Иван Фролов – это резкая антитеза предшествующему режиму – не меньшая, чем Солженицын и Зиновьев. Кстати, именно он, работая у Демичева, сумел поддержать Солженицына. Да, говорили, что он отдает кесарю кесарево. Да, он и вправду ходил в ЦК. Но это было место поселения советских кесарей, которые ожидали услышать определенные ритуальные слова, после чего отпускали на свободную работу, на оброк. Наверно, были у Фролова завистники… Как же, связи, академик, член Политбюро, главный редактор всех важнейших изданий! Впрочем, на то и существует сильный человек, чтоб у его ног копошились всякие «недотыкомки». Но очевидно было, что и поделать с ним ничего нельзя, ибо, как я уже говорил, он нес в себе свой план жизни. И это чувствовалось и вызывало невольное уважение у самых разных людей.
Отличие Фролова от Солженицына и Зиновьева в том, что он, как это называлось тогда, «соблюдал правила игры», для того чтобы постепенно менять эти правила. И, как он полагал, марксизм опасен не для свободы, а скорее, для партноменклатуры. Не случайно некоторые тексты Маркса оставались не опубликованными и запрещенными к цитированию в СССР. Марксистский пафос свободной личности – то, что привлекало Фролова. Разве плохо было бы утвердить в стране эту идею? Но в конце концов, чего требовали правозащитники? Они требовали соблюдения тех законов, которые имеются, они же не выступали за новые законы. Давайте исполнять те законы, которые есть. Именно это и говорил Фролов. В пределах этой системы четким и твердым исполнением тех норм, которые записаны на бумаге, мы можем многое сделать. И он, действительно, многое сделал. Повторю, это была одна из важнейших форм преодоления тоталитаризма и всех его остатков в ментальности интеллигенции.

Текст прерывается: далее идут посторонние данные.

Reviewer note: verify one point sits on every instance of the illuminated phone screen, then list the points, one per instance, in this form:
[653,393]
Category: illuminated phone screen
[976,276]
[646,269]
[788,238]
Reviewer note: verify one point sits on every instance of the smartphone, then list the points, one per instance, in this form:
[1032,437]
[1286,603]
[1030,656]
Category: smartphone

О его работах по философии науки надо говорить обстоятельно, но это отдельная тема, и я уверен, что о них не раз еще скажут специалисты. Но вот его тексты по общефилософским проблемам, хотя бы те уже упоминавшиеся статьи о духовном наполнении человеческого бытия в аспекте переживания жизни и смерти, безусловно сохраняют свою актуальность, глубину и, если так можно сказать, изящество в раскрытии проблемы. Считаю, что тексты Фролова – одни из интереснейших на эту тему, из тех, что у нас были. Да, строго говоря, до него эта тема в советской философии и не поднималась. И так во многом. Тем, как он руководил журналом, тем, что там печатал, просто своей позицией – широкой и раскованной – Иван Тимофеевич Фролов создавал атмосферу творчества и, если угодно, свободы. Практически создавал. Поле свободы и поле защиты этой свободы. А философия только и возможна в пространстве свободы, в рамках свободы.
Все, кто ни приходил к нам в журнал, говорили: «Ребята, да у вас оазис. У вас дышать можно, у вас говорить можно, у вас думать можно». Ибо здесь тоже работал принцип, с которым Фролов подходил к любому делу. Он отбирал в сотрудники тех, что способны были к самостоятельной оценке и работе, которые могли читать тексты незашоренно. Причем не было в нем даже малейшего признака ксенофобии – в редакции работали и тесно общались люди самых разных национальностей. Пусть без степеней, но свободнее, раскованнее, грамотнее, чем остепененные вузовские профессора, которые забывали, входя в редакцию, о своей важности, ибо здесь вступал в дело реальный критерий ценности текста – его оригинальность, талант, знание и профессионализм автора.